The movie is also filmed beautifully, with vibrant scenes shifting throughout the various seasons, also mirroring the shift of Justine's character and integrity. It's like Phil( Justine's husband)'s line. "The wind. It's blowing different." Justine undergoes a radical change in character, making poor choices and being anything but good. But at the core, she is 'the good girl'..she does what is right. What is expected.

'The Good Girl' is at best, a dark comedy that deftly drives the idea home that the choices we make are everlasting, and they affect everyone around us.


Movie Review: The Good Girl Really Is
Summary: 5 Stars

Being a HUGE Jake Gyllenhaal fan, I was really stoked to see this film -- especially because of the added bonus of seeing John C. Riley and Tim Blake Nelson. And I am happy to report I was not in the least disappointed!

At times I didn't know whether to laugh or gasp in shock because this movie really flips certain types of humor on its head (just like the creative team Arteta worked with did in the fabulous Chuck & Buck).
There are moments that all the characters face dark desperation and a bevy of choices that are none too appealing, but in the end, things work out in the best way for everyone (except for Gyllenhaall's Holden). I thought all the performances were top notch (pleasantly surprised by Jennifer Aniston as the heroine), the writing spectacular,and the casting superb. I walked away happy, sad, and pleasantly buzzing.
Along with me, the entire audience went on an intense but hysterical journey with these characters, and all left the theater talking animatedly about that journey. Arteta has produced another great flick -- can't wait for the next one! Oh, and Jake Gyllenhaal -- what can I say? That guy has the most intense eyes I've ever seen. He is one talented young man, and I am a life-long fan of whatever he does!
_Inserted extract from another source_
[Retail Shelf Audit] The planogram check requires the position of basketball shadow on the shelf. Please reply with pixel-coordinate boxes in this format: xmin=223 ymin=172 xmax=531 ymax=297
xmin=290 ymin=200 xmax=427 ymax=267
Movie Review: A clever peice of film...
Summary: 5 Stars

...and surely Aniston's best and most untypecast performance to date. Darkly humorous and unltimately examining the values which allow so many western lives to be wasted.
The characterisations are a set of peole deeply unfulfilled and either searching desperately for real connection and exploration of their true desires and talents or succumbing to their heavily ploughed roles as best they can. No one really achieves very much other than a dark realisation that what they are desperate to escape may infact be the most strongly available route in life open to them. Some make do and mend while others faulter in the horror of their findings.
Thought provoking, damningly witty and terribly sad, none of Aniston's usual sugary fair here, you will see not one visible trace of Rachael Green in her performance; a formula so many of her other films has exploited to her detriment.
Gyllenhaal displays strong signs of his emerging talent also but for me the darkly and explosively funny performance of Zooey Deschanel is the show stealer. Well worth a look, a long afterthought and analysis. It wont leave you feeling comfortable but will raise questions about the exploitations in modern and suppossed "free" lives.